Cornell’s Good Samaritan Protocol: Encourages students to call for help in alcohol or other drug emergencies. When students call for help on campus neither they nor the person in need of medical attention will get in trouble for underage drinking, drug possession or other disorderly conduct. [See goodsam.cornell.edu]
Ideas for healthy recruitment and group-building activities are described on the hazing.cornell.edu website including community service and philanthropy activities, service learning trips, mentoring opportunities, outdoor challenges, athletic competitions, history and values exercises, etc.
Cornell Outdoor Education (COE): Cornell University staff are trained to lead students through exercises at the University’s state-of-the-art challenge course or indoor climbing wall. COE also provides athletic equipment rentals to students.
Skorton Center staff provide educational trainings for student leaders involved in welcoming new members into their organizations. Trainings have been provided for new member educators of Greek chapters, leaders of professional fraternities, varsity athletes, etc.

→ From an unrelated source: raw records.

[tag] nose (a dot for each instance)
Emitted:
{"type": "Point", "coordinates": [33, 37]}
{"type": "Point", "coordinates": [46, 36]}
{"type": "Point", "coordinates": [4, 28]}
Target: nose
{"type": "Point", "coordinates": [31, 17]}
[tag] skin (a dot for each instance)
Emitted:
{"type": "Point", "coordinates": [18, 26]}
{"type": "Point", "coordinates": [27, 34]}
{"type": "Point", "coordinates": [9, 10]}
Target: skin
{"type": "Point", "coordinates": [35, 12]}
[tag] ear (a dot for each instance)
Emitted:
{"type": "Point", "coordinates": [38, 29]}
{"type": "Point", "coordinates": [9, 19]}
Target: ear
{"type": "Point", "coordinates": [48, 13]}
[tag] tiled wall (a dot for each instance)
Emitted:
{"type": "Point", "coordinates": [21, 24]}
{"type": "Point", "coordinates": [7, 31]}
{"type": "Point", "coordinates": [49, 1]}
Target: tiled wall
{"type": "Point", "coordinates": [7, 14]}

Hazing at Cornell website: Cornell University created the first ever website dedicated to hazing, which provides a vehicle for education, submitting reports of hazing and public display of violations. [See hazing.cornell.edu].
Reporting Options: Cornell community members (students, staff, faculty, and alumni) can make an online report of hazing, and anyone (Cornell community members, plus parents, other family members, or community members) can make a telephone report to a university staff member.

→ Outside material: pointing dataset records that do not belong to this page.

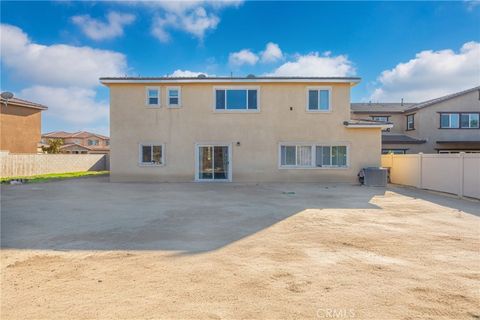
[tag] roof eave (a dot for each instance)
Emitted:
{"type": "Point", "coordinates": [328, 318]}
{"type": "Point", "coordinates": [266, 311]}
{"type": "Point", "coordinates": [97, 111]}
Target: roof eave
{"type": "Point", "coordinates": [352, 81]}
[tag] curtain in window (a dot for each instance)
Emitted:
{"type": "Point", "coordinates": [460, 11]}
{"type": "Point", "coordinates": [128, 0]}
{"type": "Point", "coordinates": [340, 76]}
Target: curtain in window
{"type": "Point", "coordinates": [304, 156]}
{"type": "Point", "coordinates": [146, 154]}
{"type": "Point", "coordinates": [312, 100]}
{"type": "Point", "coordinates": [324, 100]}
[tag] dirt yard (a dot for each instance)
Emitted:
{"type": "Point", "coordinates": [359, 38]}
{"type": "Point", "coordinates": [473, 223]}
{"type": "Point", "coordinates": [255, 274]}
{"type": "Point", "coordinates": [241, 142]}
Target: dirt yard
{"type": "Point", "coordinates": [88, 249]}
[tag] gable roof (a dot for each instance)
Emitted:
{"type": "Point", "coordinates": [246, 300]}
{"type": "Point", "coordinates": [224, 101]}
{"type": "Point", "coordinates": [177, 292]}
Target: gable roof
{"type": "Point", "coordinates": [23, 103]}
{"type": "Point", "coordinates": [78, 134]}
{"type": "Point", "coordinates": [265, 79]}
{"type": "Point", "coordinates": [387, 107]}
{"type": "Point", "coordinates": [441, 99]}
{"type": "Point", "coordinates": [388, 138]}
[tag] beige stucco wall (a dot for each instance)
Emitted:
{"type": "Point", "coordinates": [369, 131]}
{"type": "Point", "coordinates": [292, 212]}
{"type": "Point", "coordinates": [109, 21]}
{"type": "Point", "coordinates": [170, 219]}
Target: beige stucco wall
{"type": "Point", "coordinates": [259, 133]}
{"type": "Point", "coordinates": [427, 124]}
{"type": "Point", "coordinates": [398, 120]}
{"type": "Point", "coordinates": [24, 165]}
{"type": "Point", "coordinates": [19, 128]}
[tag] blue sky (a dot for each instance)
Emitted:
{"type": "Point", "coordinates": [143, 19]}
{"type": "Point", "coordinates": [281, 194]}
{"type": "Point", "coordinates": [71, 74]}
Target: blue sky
{"type": "Point", "coordinates": [54, 52]}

The Office of Student Conduct and Community Standards, the Cornell University Police Department, the Office of Sorority and Fraternity Life, Athletics and Physical Education and the Campus Activities Office strive for clear and consistent enforcement of campus policies and state and federal laws.
These departments collaborate as needed when appropriate when investigating hazing reports and adjudicating sanctions. Consistent enforcement and firm consequences are important components in preventing future hazing incidents.
Support for those who are hazed
Victim Advocacy Program: Advocates provide client centered services to students after an incident through support, connection to resources, information, academic considerations and provision of reporting options. [See Victim Advocacy]
Hazing at Cornell: This comprehensive website provides information about helping a friend, the availability of medical and counseling services, as well as other support and reporting options. [See hazing.cornell.edu].
Cornell Health: Staff members provide a collaborative approach to health care. Medical and counseling professionals work together to provide care for students who have experienced hazing.
Transparency regarding violations
Public disclosure of violations and corresponding sanctions are transparently displayed on Cornell’s hazing website, hazing.cornell.edu. This allows anyone the ability to learn about the history of a group, team or organization to help make an informed decision about whether or not to join.
Between 2013 and 2016, Cornell joined with colleagues and universities from around the country to address the problem of hazing by participating in the National Hazing Prevention Consortium led by StopHazing.